Using treatment .facility drivers and equipment is more efficient in other ways. Using treatment plant
drivers, trucks and trailers increases flexibility for dewatering schedules, which makes dewatering
planning easier. The drivers are immediately available when needed and are able perform other
operational duties at the treatment facility when not engaged in the process of transporting biosolids.
There is no downtime waiting for a private hauling contractor to show up. The facility also has a sufficient
number of trucks and trailers available to avoid the problem of interrupting the dewatering process
because no trucks/trailers are available. A trailer can always be switched out when full without having to
overload the trailers or interrupt, dewatering process.

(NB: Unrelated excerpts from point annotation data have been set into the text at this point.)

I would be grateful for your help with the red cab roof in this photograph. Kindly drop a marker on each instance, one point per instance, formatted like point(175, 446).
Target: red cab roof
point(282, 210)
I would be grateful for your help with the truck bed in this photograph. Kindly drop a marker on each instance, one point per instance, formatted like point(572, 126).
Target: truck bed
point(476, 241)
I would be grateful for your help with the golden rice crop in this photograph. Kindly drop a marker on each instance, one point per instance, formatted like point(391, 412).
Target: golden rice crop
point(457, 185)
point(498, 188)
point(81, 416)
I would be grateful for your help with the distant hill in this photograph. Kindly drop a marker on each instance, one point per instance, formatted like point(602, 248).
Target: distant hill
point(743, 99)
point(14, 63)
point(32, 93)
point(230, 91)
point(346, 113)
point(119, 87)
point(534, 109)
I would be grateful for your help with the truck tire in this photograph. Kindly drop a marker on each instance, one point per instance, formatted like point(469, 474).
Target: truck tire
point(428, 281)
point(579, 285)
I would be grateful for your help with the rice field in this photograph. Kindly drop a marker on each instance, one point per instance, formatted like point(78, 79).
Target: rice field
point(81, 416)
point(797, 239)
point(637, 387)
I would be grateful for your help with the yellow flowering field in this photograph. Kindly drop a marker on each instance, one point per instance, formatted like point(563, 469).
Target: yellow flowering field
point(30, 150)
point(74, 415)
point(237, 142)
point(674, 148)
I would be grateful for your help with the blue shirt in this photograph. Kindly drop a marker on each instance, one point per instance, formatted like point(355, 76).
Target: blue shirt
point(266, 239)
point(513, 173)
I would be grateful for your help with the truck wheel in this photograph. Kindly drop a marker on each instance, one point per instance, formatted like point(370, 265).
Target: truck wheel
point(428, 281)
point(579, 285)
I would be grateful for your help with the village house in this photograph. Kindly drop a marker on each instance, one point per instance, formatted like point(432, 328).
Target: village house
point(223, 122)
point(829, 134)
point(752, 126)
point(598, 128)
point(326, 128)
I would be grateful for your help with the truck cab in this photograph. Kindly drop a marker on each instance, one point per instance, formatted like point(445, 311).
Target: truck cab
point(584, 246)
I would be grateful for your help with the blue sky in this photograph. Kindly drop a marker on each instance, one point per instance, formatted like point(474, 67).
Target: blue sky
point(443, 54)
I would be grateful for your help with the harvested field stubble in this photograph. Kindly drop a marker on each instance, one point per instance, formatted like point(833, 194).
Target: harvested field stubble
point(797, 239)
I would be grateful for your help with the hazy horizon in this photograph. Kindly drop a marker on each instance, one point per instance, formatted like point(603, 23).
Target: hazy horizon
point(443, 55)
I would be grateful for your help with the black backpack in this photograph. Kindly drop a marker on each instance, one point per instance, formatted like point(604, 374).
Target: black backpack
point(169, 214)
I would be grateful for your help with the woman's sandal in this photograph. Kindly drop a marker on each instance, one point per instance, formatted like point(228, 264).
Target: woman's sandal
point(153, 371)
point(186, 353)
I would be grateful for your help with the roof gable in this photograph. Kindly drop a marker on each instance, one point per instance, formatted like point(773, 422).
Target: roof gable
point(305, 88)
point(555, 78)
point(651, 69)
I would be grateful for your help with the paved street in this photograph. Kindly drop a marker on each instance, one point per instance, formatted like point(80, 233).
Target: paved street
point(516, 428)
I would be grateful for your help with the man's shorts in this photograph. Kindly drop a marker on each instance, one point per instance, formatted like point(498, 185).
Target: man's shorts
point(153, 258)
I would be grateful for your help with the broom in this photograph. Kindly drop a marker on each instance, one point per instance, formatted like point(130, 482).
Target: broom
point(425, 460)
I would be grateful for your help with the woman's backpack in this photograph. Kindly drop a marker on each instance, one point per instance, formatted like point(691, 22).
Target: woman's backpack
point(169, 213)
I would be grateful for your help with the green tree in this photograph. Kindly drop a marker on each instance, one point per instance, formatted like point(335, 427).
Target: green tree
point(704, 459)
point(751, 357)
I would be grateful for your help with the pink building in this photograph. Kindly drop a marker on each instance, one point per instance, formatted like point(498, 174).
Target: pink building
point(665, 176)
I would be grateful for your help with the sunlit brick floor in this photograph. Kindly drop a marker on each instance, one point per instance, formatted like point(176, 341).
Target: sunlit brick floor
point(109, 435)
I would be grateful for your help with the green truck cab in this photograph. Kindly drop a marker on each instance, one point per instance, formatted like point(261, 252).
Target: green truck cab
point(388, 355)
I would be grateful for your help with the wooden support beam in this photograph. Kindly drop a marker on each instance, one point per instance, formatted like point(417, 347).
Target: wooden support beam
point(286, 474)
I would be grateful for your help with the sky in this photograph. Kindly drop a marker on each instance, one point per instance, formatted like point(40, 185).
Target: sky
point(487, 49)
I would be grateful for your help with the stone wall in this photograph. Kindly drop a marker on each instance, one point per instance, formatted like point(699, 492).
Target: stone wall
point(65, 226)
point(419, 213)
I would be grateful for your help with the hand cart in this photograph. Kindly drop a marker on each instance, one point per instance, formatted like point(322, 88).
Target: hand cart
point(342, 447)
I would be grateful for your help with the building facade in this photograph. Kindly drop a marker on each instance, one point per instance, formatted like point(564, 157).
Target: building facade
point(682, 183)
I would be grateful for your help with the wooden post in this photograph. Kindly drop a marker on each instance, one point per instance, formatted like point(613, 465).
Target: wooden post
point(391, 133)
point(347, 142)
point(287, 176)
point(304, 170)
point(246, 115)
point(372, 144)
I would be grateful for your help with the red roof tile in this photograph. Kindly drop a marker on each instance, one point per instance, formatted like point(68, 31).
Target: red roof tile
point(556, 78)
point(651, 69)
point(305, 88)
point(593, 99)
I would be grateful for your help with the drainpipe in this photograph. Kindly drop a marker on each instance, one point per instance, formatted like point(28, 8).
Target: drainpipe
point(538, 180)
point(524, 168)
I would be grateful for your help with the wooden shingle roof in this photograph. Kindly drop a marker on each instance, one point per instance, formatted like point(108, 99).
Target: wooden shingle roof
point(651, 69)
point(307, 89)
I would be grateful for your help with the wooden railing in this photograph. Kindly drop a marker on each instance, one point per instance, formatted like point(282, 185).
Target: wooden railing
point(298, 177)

Location of the site within the Yakima Valley within Yakima County is crucial for both safety and
operational reasons. It provides that there are no significant hilts, passes and/or grades on the travel route
to the biosolids delivery site. This produces less wear and tear on the vehicles and reduces fuel
consumption. The relatively short travel distance of this requirement has a similar effect. The lack of
geographic features and abbreviated transportation route is also safer for vehicle operators, especially
during periods of inclement weather. Operationally, a site within the Yakima Valley means that drivers
spend less time away from their other operational duties at the wastewater facility. Finally, a travel route
within the Yakima Valley largely avoids "dead" communication areas.
Extensive search efforts by YRWwTF representatives revealed that only the site owned and operated by
Natural Selection Farms, Inc. meets the aforesaid criteria. Thus, it appears that it would be futile to call for
bids, as it would only produce one responsive bid. Accordingly, authorization is requested to enter into a
biosolids utilisation agreement with NSF as a sole source contract without calling for bids.